The British pound is unchanged in the Wednesday session. In the North American session, the pair is trading at 1.3141, down 0.02% on the day. On the release front, British CBI Realized Sales dropped to 20, but still beat the estimate of 16 points. In the U.S, New Home Sales dropped sharply to 631 thousand, well off the estimate of 669 thousand.

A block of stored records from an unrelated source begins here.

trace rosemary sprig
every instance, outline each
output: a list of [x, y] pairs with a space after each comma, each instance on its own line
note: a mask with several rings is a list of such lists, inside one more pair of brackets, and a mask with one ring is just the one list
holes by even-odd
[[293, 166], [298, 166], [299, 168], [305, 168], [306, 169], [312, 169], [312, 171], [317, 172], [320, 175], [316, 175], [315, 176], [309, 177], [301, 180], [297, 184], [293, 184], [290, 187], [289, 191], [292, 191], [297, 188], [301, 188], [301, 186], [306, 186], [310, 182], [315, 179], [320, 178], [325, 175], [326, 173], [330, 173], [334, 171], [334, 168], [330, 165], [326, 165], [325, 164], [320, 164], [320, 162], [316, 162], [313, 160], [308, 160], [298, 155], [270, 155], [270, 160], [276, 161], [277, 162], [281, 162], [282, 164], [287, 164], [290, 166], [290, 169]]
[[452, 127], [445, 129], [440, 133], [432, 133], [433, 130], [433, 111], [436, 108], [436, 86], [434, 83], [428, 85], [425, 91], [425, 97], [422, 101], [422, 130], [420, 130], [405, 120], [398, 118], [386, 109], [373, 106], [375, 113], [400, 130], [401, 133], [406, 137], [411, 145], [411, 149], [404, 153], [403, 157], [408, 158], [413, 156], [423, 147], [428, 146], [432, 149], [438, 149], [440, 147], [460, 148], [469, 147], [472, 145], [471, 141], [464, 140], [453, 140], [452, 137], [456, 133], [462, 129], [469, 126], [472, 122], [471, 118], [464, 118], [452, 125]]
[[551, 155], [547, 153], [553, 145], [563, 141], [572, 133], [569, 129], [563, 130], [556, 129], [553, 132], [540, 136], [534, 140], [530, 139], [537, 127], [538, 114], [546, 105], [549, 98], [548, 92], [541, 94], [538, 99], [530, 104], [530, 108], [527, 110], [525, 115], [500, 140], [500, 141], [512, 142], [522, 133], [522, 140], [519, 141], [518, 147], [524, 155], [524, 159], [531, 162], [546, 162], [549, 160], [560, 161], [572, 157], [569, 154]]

Retail sales growth remained strong in July at 20 points, although it was weaker than the sizzling release of 32 points in June, which was largely due to the unseasonable heat wave. However, the indicator is expected to drop in August. On Tuesday, manufacturer orders showed strong growth for a second straight month, with a reading of 11 points. The CBI Manufacturing Council welcomed the strong manufacturing data, but cautioned that “rising trade tensions and ongoing uncertainty over our future trade and customs arrangements are clearly taking their toll on manufacturers’ confidence and investment.” With U.S trade tariffs on EU products threatening to hurt British exports and the manufacturing sector, the markets are keeping a nervous eye on UK manufacturing indicators.
Tit-for-tat tariffs between the U.S and the EU has seen the trade relationship between them reach a low point. More tariffs could be coming, as the EU has vowed to impose $20 billion in tariffs on U.S products if the Trump administration slaps $50 billion on European goods. Will the nasty trade war worsen or will the sides pull back? There could be important developments on Wednesday, as an EU delegation led by European Commission President John-Claude Juckner meets with President Trump at the White House on Wednesday. Although the UK has one foot out the door, tariffs against the EU are having a negative impact on the British economy, and an improvement in relations between the US and the EU could boost the British pound.